PRETTY GOOD, IT TURNS OUT.

And then the werewolf fucked her in the ass.

The end.

I have nothing to add. I just wanted to say that this made me laugh! Neat and concise! :D
 
I dunno, it would liven up the policy papers some... that's pretty dry stuff.

Here in Oz, back in 2002, we had a fun scandal with the Foreign Minister and the head of another political party who famously switched party allegiance. Not sure if it all was official government policy though, but it gave the press some mileage.

My primary problem is that sometimes when I'm writing fiction for the mainstream (or nonfiction on foreign policy), I suddenly get into the mood to be writing erotica
 
I dunno, it would liven up the policy papers some... that's pretty dry stuff.

I was reading a textbook on statistical methods yesterday and the authors kept veering into discussion about the sex lives of redheads and in one spot, unicorns. It was, uh, not quite what I'd expected.

Here in Oz, back in 2002, we had a fun scandal with the Foreign Minister and the head of another political party who famously switched party allegiance. Not sure if it all was official government policy though, but it gave the press some mileage.

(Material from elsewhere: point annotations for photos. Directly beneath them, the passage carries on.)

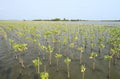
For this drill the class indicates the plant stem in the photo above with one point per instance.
(38, 65)
(50, 58)
(109, 70)
(83, 75)
(57, 64)
(68, 70)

Oh, I remember that one. Gareth Evans and Cheryl Kernot... though I don't think the affair was public knowledge at the time she changed teams. Devastating for what was left of her party.

Original topic: yeah, mood affects what I write. I find it hard to write lovey-dovey stuff when I'm down, though black humour can good as stress release.
 
I'm not always in the mood to write. I might rather build something or grow something. I'm rarely in a mood where I don't want to make something better; something new or something different.
 
I have nothing to add. I just wanted to say that this made me laugh! Neat and concise! :D

:D

And yeah, to others talking about mood switches, I'm learning that when not in the mood for sexy times, I can work on editing or the meat of the plot itself, which requires an entirely different mindset.
 
As a rule I don't do excuses. I do it, then do it again and again and again till I like it and get it right.